The North Face Banchee 65 Backpack
On the same trek my boyfriend stuffed all his gear (and camera accessories) in The North Face Banchee 65 Backpack. At just over 3.5 pounds, the Banchee was a highly adjustable yet also lightweight option for our multi-day excursion. Hauling so much camera gear meant the ounces really mattered, and to find such an adjustable pack in this weight range is rare! He found the pack offered great load control and breathability with the trampoline-style back panel. The Banchee provides a cushy suspension system that isn’t often found in a pack this light. He was able to stuff extra gear and a rain shell in the three pockets along the back, which North Face calls the ‘Beaver Tail’ – very appropriate when backpacking Canada. I even kept my supply of extra-strength bug spray in one of his Beaver Tail pockets so I could grab it quickly (and frequently) to fend off the ravenous Canadian mosquitos. As we settled down for the night near a small alpine pool, my boyfriend admitted the Banchee pack was much easier to organize with its 8+ pockets and sleeping bag compartment than his old pack. When you’re ready to hit the trail, you’ll find the Banchee series is available in three different volumes and a women-specific version.
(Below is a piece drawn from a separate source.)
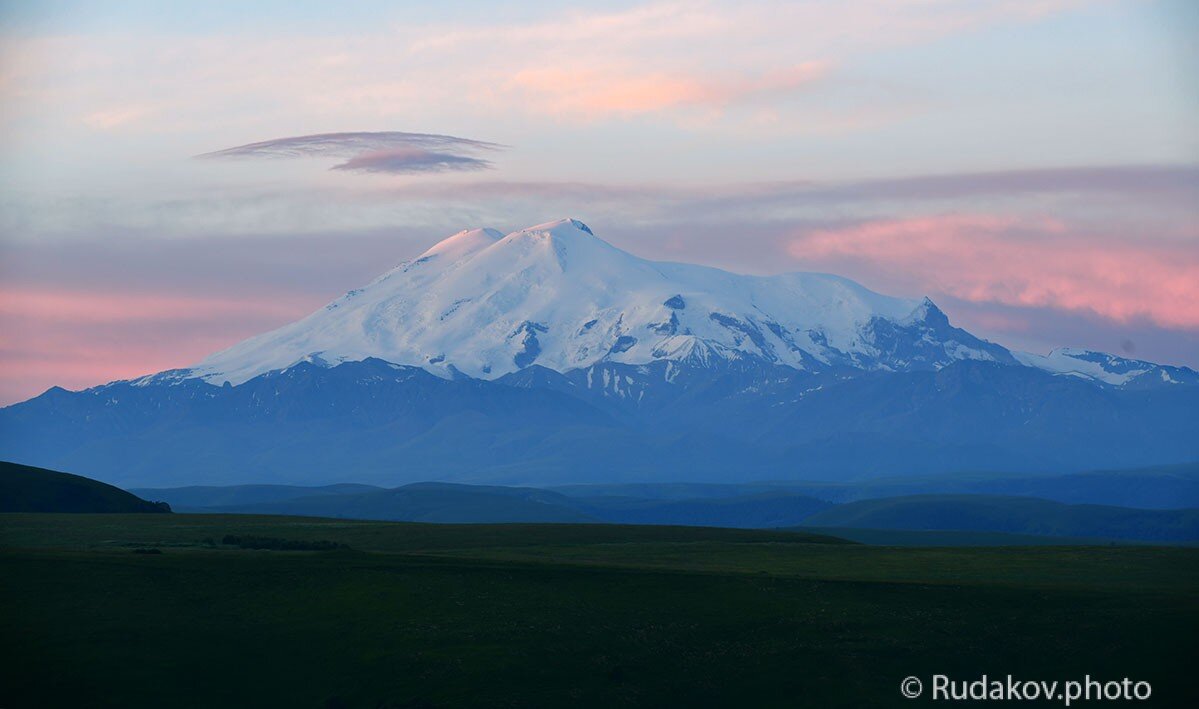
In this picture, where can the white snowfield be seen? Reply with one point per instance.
(486, 304)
The North Face Hightail 15 Degree Down Sleeping Bag
As the North Face’s lightest and most compressible sleeping bag, the Hightail 15 Degree Down bag served my boyfriend well while snoozing in the high alpine. Its meager two pounds compressed into a tiny bundle and didn’t take up much space in the Banchee pack. The fluffy 850-fill down feathers provided excellent warmth while we slept in temps around the high 30s. My boyfriend found the Hightail to easily transition from the high alpine backcountry to the backyard, where we crashed for a friend’s rowdy wedding celebration. Increasing the versatility and temperature range of this bag, the two-way zipper acts as a footbox vent, keeping you cool and ventilated on balmy nights. A bit roomier than a traditional mummy bag, he found the shape of the sack to be comfortable and unrestricting without sacrificing warmth or comfort.